Re: [PATCH v2 7/8] diff: add ability to insert additional headers for paths

Johannes Altmanninger <aclopte@xxxxxxxxx> · Fri, 31 Dec 2021 04:07:46 +0100

On Thu, Dec 30, 2021 at 02:04:30PM -0800, Elijah Newren wrote:
> >                                 enqueue(file_pair_for(extra_headers[j]))
> 
> The queue is an array of sorted items, so enqueue here would be
> insertion into an already sorted list.  Inserting N items into a list
> of M items is quadratic (O(N*M)) -- unless you meant to just append to
> the end and add a third sort at the end?
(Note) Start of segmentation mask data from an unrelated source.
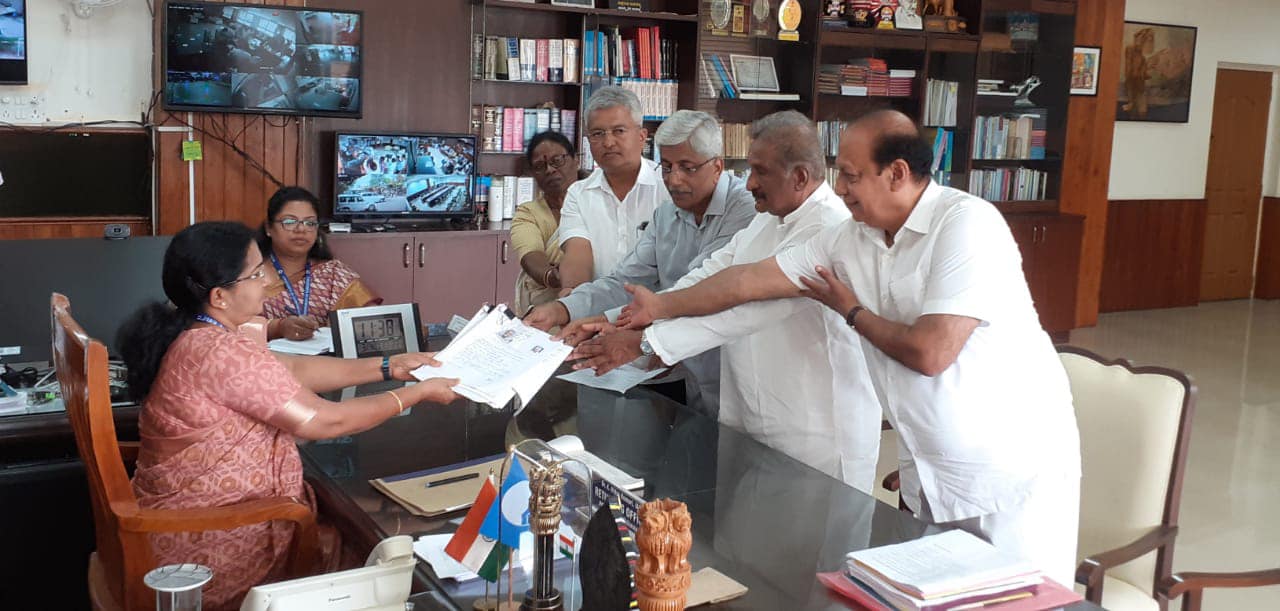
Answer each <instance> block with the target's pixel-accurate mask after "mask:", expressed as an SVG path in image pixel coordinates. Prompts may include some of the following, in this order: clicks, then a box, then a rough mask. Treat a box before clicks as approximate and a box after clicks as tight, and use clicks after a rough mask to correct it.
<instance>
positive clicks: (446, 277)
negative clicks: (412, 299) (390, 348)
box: [413, 232, 498, 323]
mask: <svg viewBox="0 0 1280 611" xmlns="http://www.w3.org/2000/svg"><path fill="white" fill-rule="evenodd" d="M497 256H498V238H497V237H495V236H494V234H493V233H479V232H451V233H444V232H442V233H419V234H417V246H416V247H415V251H413V300H415V301H417V305H419V310H420V311H421V313H422V323H448V322H449V318H451V316H452V315H454V314H457V315H461V316H466V318H471V316H472V315H475V313H476V310H479V309H480V305H481V304H486V302H488V304H492V302H494V296H495V293H494V286H495V284H497V277H498V260H497Z"/></svg>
yeah I would have probably used a third sort

> 
> >                         j++
> 
> At the end of the for loop, there may be remaining additional headers
> that sort after all those found in the queue, so you'll need an
> additional loop to handle those.

my bad, I should have tried it

> It's actually considerably more code as you can see from the diffstat,
> and feels like we're reaching into some ugly internals with tmp_queue
> (the SWAP and the special-case freeing) in order to get the desired
> performance improvements.  And it was already O(NlogN) overall (due to
> the sort), which doesn't change with this new algorithm.  It's really,
> really hard for me to imagine a case where we have large numbers of
> additional headers.  Even if someone else can imagine that we for some
> reason have a huge number of conflicts in order to generate a huge
> number of additional headers...how could the performance of sorting
> O(N) filenames and merging these lists possibly matter in comparison
> to the O(N) three-way file merges that would likely have been
> performed from those conflicts?

Yeah, I agree with that conclusion, it's surely not worth the added complexity.
Seeing the code definitely helps, thanks.

> 
> So, I'm going to throw this code away and keep the original.
> 
> It was an interesting idea and exercise; thanks for keeping me on my toes.